Reboot Cause: User reboot (Intent:cause:register 78:86:50:60)
ArubaOS (MODEL: Aruba7030-US), Version 6.5.1.7-FIPS
IP Address Name Location Type Model Version Status Configuration State Config Sync Time (sec) Config ID
---------- ---- -------- ---- ----- ------- ------ ------------------- ---------------------- ---------
199.254.9.37 WLANlcl-HQ-CP01 Building1.floor1 local Aruba7030 6.5.1.7-FIPS_60507 up UPDATE SUCCESSFUL 0 13
(WLANlcl-HQ-CP01) #show ip interface brief
Interface IP Address / IP Netmask Admin Protocol VRRP-IP (VRRP-Id)
vlan 1 199.254.9.37 / 255.255.255.248 up up 199.254.9.36 (141 )
vlan 2999 172.17.141.1 / 255.255.255.0 up up none (none)
vlan 3013 unassigned / unassigned up up none (none)

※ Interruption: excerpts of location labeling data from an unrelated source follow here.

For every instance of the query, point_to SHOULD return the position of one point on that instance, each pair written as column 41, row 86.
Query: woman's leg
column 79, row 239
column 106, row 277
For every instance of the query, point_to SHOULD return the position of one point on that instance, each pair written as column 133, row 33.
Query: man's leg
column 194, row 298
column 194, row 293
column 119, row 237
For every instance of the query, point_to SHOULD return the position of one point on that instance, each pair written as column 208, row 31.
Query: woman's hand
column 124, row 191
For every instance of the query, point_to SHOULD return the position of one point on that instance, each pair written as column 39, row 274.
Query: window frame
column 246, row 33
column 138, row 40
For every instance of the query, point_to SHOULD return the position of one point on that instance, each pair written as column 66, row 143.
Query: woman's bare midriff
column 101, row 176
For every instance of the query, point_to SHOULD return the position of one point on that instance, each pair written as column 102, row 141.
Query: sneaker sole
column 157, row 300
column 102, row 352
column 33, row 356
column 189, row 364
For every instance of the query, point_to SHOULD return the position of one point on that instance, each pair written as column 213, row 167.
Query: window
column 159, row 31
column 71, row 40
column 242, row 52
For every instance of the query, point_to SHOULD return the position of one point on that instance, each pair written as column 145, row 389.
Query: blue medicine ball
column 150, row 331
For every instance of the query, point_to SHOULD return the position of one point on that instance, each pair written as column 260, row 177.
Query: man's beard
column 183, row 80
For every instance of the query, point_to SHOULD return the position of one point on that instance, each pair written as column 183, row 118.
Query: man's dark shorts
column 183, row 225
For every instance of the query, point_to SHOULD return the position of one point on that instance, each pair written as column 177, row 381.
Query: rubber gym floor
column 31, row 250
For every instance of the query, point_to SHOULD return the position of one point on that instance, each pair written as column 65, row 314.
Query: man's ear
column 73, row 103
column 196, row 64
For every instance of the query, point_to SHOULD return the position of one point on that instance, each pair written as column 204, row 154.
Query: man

(WLANlcl-HQ-CP01) #show interface tunnel 141113
Tunnel 141113 is up line protocol is up
Description: Tunnel To AS-MID
Source 199.254.9.36
Destination 199.254.8.132
Tunnel mtu is set to 1100
Tunnel is a Layer2 GRE TUNNEL
Tunnel is Trusted
Inter Tunnel Flooding is disabled
Tunnel keepalive is enabled
Keepalive type is Default
Tunnel keepalive interval is 10 seconds, retries 3
Heartbeats sent 24142, Heartbeats lost 90
Tunnel is down 1 times
tunnel vlan 3013,3041
(WLANlcl-AS-MID-CP01) #show datapath bridge table | include 00:07:b4:00:16:01
(WLANlcl-AS-MID-CP01) #show datapath bridge table | include 00:07:b4:00:16:02
(WLANlcl-AS-MID-CP01) #show datapath route-cache table | include 138.254.22.254
(WLANlcl-AS-MID-CP01) #show datapath route-cache table verbose | include 138.254.22.254
(WLANlcl-HQ-CP01) show datapath route-cache verbose | include 138.254.22.254,IP,---
-------------------
Flags: L - Local, P - Permanent, T - Tunnel, I - IPsec,
S - Striping IP addr, r - Router
IP MAC VLAN RCI RCV PRTI PRTV Flags
--------------- ----------------- ----------- -------- ------- ------- ------- -----
138.254.22.254 00:07:B4:00:16:02 3013 100 33fa3 0 28 tA
----------------------------
Flags: L - Local, P - Permanent, T - Tunnel, I - IPsec, M - Mobile,
IP MAC VLAN RCI RCV PRTI PRTV Flags
--------------------------------------- ----------------- ----------- -------- ------- ------- ------- -----
(WLANlcl-HQ-CP01) #show user-table | include 88:5c
138.254.22.56 9c:2a:70:7c:88:5c host/SL072082.csw.l-3com.com L_3_DR_User_Role_AS-3324-2 00:00:02 802.1x RAP-WAN-Test-51:9a Wireless L3_Network/84:d4:7e:4e:a8:22/g TestAAA tunnel
With client vlan L2 and no ARP, datapath bridge and route-cache entry in anchor controller
(WLANlcl-HQ-CP01) #show datapath session table 138.254.22.56 | include 138.254.22.254
138.254.22.254 138.254.22.56 1 14877 0 0/0 0 0 1 tunnel 376 19 0 0 FYI
138.254.22.56 138.254.22.254 1 14877 2048 0/0 0 0 1 tunnel 376 19 0 0 FCI
138.254.22.56 138.254.22.254 1 14880 2048 0/0 0 0 0 tunnel 376 9 0 0 FCI
138.254.22.56 138.254.22.254 1 14878 2048 0/0 0 0 1 tunnel 376 13 0 0 FCI
138.254.22.254 138.254.22.56 1 14880 0 0/0 0 0 0 tunnel 376 9 0 0 FYI
138.254.22.254 138.254.22.56 1 14878 0 0/0 0 0 1 tunnel 376 13 0 0 FYI
138.254.22.254 138.254.22.56 1 14881 0 0/0 0 0 0 tunnel 376 4 0 0 FYI
138.254.22.254 138.254.22.56 1 14879 0 0/0 0 0 1 tunnel 376 e 0 0 FYI
138.254.22.56 138.254.22.254 1 14881 2048 0/0 0 0 0 tunnel 376 4 1 60 FCI
138.254.22.56 138.254.22.254 1 14879 2048 0/0 0 0 1 tunnel 376 e 0 0 FCI
Enabled datapath pcap in anchor controller for the client-mac and notice ARP response from 2 different mac address:
22:01:56.784696 ARP, Request who-has 138.254.22.254 tell 138.254.22.56, length 42
22:01:56.784936 ARP, Reply 138.254.22.254 is-at 00:07:b4:00:16:01, length 46
22:02:36.939554 ARP, Request who-has 138.254.22.254 tell 138.254.22.56, length 42
22:02:36.939828 ARP, Reply 138.254.22.254 is-at 00:07:b4:00:16:02, length 46
With client vlan L3 and ARP entry present in anchor controller, clients are able to reach the default gateway:
SolutionWorkaround:
- With the BCMC optimization disabled in client vlan in anchor controller and cisco GLBP, clients are able to reach the default gateway
- With the BCMC optimization enabled and Cisco router moved from GLBP to HSRP, clients are able to reach the default gateway
Aruba controller will update it's bridge table entry only by looking at the Ethernet header but not the ARP response header. In our case, the ARP response comes from a virtual MAC however which is different than ethernet header mac. With the BCMC optimization enabled, we see the issue happening because unknown unicast packets are not forwarded. With BCMC optimization disabled, unknown unicast packets are forwarded.